On October 31, The Cascade reported that private information from 29 UFV accounts was emailed to hundreds of UFV student emails. The malicious email demanded a ransom in exchange for not releasing thousands of more accounts’ information.
UFV director of communications, Dave Pinton, said in an email that the ransom was not paid, and security update measures took approximately eight days to establish. UFV did not enter into negotiations with the party responsible for the email.
“The original malicious email did contain personal information, as we reported, but no further evidence surfaced which indicated they held further information,” Pinton said.
UFV is now aware of how the information was accessed, but to assist with the investigation, and to maintain the security of the the information, would not disclose details, Pinton said.
Pinton said UFV would also not disclose whether the the malicious email’s sender had been identified or not, but said the investigation is ongoing.
To prevent this kind of data breach from happening in the future, UFV’s chief information officer, Darin Lee, said in an email that UFV has implemented more stringent password requirements for the myUFV portal.
“A number of projects are in motion to improve our security, and we continue to collaborate with our peers in the post-secondary sector to identify and implement best practices,” said Lee.
Initially responding to the attack, the university notified all students, faculty, and staff of the investigation of the malicious email and the disclosed personal information.

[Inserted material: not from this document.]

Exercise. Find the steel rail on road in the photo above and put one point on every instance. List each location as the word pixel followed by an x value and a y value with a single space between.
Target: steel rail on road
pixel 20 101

The email asked the community to be cautious when receiving unusual email messages.
Later that day, UFV temporarily suspended some functionality of the myUFV web portal and UFV student emails to minimize the risk of further data breaches during the investigation.
Immediately following the attack, UFV contacted a third-party cybersecurity and forensics firm, the Abbotsford police department, external privacy-expert legal counsel, and activated UFV’s Emergency Operations Centre, a team of university personnel who evaluate a crisis, make decisions based on policy, and deploy resources as necessary, Lee said. The Office of the Information and Privacy Commissioner of B.C. was also contacted, and kept updated with the investionation.
“Incident response, as well as privacy breach protocols, existed and were followed,” Lee said. “However, every situation is unique, and this was the first of this nature for UFV. Protocols are being updated to reflect the lessons learned to better prepare for future events.”